Technically, the model introduces mixed 4x/16x visual token compression and utilizes the LLaVA-UHD v4 framework to optimize visual encoding. This approach features an early-exit strategy for visual processing and a tiled processing method for high-resolution inputs, which reduces computational requirements by over 50% while maintaining the ability to process detailed documents, UI screenshots, and medical images. These optimizations allow the model to achieve high token throughput, reportedly outperforming larger models like Gemma4-E2B-it and matching the capabilities of many 2B-scale models.
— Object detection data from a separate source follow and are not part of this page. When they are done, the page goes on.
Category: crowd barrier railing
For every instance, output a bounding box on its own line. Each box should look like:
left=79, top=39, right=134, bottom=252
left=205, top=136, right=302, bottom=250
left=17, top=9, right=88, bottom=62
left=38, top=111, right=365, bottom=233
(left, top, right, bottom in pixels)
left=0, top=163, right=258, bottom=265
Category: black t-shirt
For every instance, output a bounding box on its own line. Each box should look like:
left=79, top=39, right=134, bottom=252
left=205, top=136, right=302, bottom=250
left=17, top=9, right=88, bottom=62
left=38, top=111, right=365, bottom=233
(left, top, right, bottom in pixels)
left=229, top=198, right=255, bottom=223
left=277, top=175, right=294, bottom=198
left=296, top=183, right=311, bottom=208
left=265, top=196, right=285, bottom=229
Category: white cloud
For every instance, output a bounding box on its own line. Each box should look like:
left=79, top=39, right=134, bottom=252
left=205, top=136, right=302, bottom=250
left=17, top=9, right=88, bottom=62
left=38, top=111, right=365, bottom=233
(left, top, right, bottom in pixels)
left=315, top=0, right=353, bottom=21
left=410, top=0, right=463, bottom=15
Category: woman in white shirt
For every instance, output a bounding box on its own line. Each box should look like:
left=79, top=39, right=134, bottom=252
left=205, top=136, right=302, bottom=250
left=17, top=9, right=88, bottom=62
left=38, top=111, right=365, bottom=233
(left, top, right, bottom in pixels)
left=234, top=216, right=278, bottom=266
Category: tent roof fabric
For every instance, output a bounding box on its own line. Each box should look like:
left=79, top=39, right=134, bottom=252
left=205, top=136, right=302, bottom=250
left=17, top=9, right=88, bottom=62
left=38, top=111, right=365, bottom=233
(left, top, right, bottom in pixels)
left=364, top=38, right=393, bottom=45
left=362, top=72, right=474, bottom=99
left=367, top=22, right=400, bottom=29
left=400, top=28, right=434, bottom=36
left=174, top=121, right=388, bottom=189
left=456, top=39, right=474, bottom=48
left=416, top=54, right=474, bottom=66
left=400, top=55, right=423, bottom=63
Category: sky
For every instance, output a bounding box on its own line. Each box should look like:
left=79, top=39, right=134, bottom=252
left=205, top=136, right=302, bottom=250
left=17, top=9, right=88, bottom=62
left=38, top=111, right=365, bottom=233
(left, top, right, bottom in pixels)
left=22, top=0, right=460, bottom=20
In terms of capabilities, MiniCPM-V 4.6 supports a wide array of multimodal tasks, including single and multi-image understanding, video summarization, OCR, and multi-turn conversational dialogue. It is optimized for on-device performance across platforms such as iOS, Android, and HarmonyOS. A reasoning-focused variant, MiniCPM-V 4.6 Thinking, is also available, which generates explicit chain-of-thought traces to enhance accuracy on complex mathematical and logical reasoning tasks. The model supports a significant context window of 262,144 tokens, enabling long-form text processing alongside visual data.